I wanted Samuel to somehow know that he was loved and cherished, and so I made a blanket and embroidered it with his name and the words, "I am fearfully, wonderfully made." I also made him a burial shroud out of an old linen altar cloth.

Then I made a tiny gown for him and a tiny hat—both to fit a baby 1-3 pounds. I prayed and sometimes cried as I stitched them with as much love and care as I could. The package arrived in the mail just two or three days before his birth and death.

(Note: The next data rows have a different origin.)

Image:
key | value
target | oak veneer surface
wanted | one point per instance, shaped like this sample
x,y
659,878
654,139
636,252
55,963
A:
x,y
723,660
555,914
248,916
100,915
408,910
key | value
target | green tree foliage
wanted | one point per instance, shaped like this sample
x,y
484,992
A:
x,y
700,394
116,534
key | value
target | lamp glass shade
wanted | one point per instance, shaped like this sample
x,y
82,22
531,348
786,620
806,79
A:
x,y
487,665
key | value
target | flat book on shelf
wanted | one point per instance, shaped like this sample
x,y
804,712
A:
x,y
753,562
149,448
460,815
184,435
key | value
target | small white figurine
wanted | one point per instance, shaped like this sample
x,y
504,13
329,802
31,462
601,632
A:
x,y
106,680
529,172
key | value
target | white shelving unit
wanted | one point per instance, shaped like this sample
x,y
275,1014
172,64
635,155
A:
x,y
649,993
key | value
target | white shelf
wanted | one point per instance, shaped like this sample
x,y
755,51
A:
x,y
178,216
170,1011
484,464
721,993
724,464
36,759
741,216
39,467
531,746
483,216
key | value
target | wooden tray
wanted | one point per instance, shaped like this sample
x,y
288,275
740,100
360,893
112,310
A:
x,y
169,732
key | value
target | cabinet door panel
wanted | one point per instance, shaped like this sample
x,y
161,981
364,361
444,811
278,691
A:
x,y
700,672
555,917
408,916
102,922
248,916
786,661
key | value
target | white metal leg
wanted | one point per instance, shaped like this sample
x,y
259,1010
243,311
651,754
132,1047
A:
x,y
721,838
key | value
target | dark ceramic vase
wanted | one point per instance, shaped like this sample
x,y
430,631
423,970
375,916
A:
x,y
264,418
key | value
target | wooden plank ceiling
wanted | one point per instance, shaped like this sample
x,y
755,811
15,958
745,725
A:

When Samuel’s time to exit the womb arrived, Amber’s labor advanced quickly, and Matt had to drive through rush hour traffic to get her to the hospital. Since Amber had felt Samuel move that day, they had hope that he might be born alive. They made it just in time to give birth to him at the hospital with their trusted medical staff.

Little Samuel wasn’t breathing, and they thought he had died during the birth. But when they were starting to wash his tiny body, Matt noticed his chest moving. Sure enough, Samuel’s heart was beating!

Samuel was baptized by their parish priest, whose presence was a great comfort to them all.

Samuel’s auntie Lucy, who was at home with the rest of Amber and Matt’s children, quickly packed them in the car to come down and meet and say goodbye to their precious new baby brother.

The family dressed him, wrapped him in the blanket, and everyone, including the children, held and cuddled him during the two and a half hours he had left with them.

Sarah, sister-in-law to Amber, was with Amber throughout, to offer love and support and deep understanding. This was extraordinary for her, since she and my son Chris had given birth to and lost their little baby, Sawyer Donald, in a very similar situation last year, after he had been diagnosed with trisomy 18.

The choice to continue their pregnancy to the end had inspired and touched Amber, and so Sarah’s presence through it all gave her much needed courage and strength.

Quite extraordinary also was my daughter Lucy’s presence. Lucy and her husband Jordan, after eight years of marriage, are in the process of adoption, and they are still waiting to meet the baby God has in mind for them.

Our family has certainly been brought together on new levels, forged and fused together in the furnace of love and pain. 

I am so grateful for the life of our little Samuel David, and I feel compelled to pass this story along. For, although I have always been wholeheartedly pro-life, I was previously unaware of these conditions and how they are handled, or mishandled, in this society of ours.

Samuel touched us all deeply during his brief presence and called us to love more deeply, more compassionately, more tenderly.

He also called us to advocate for these little ones—perhaps "dis-abled" but very much able to love and be loved while on earth for as long as they are allowed, and on into eternity, where eventually we will all enjoy the banquet of love together.

The Lord gave and the Lord has taken away; blessed be the name of the Lord ( Job 1:21).

The author, a friend and neighbour of Madonna House, worked for MH Publications.

Here are some helpful resources which offer information about these precious babies and support to their families. Both Prenatal Partners for Life and Be Not Afraid offer a lot of ongoing support and many testimonies and movies from families who have been gifted with babies like Samuel. A representative of Prenatal Partners attended Samuel’s funeral.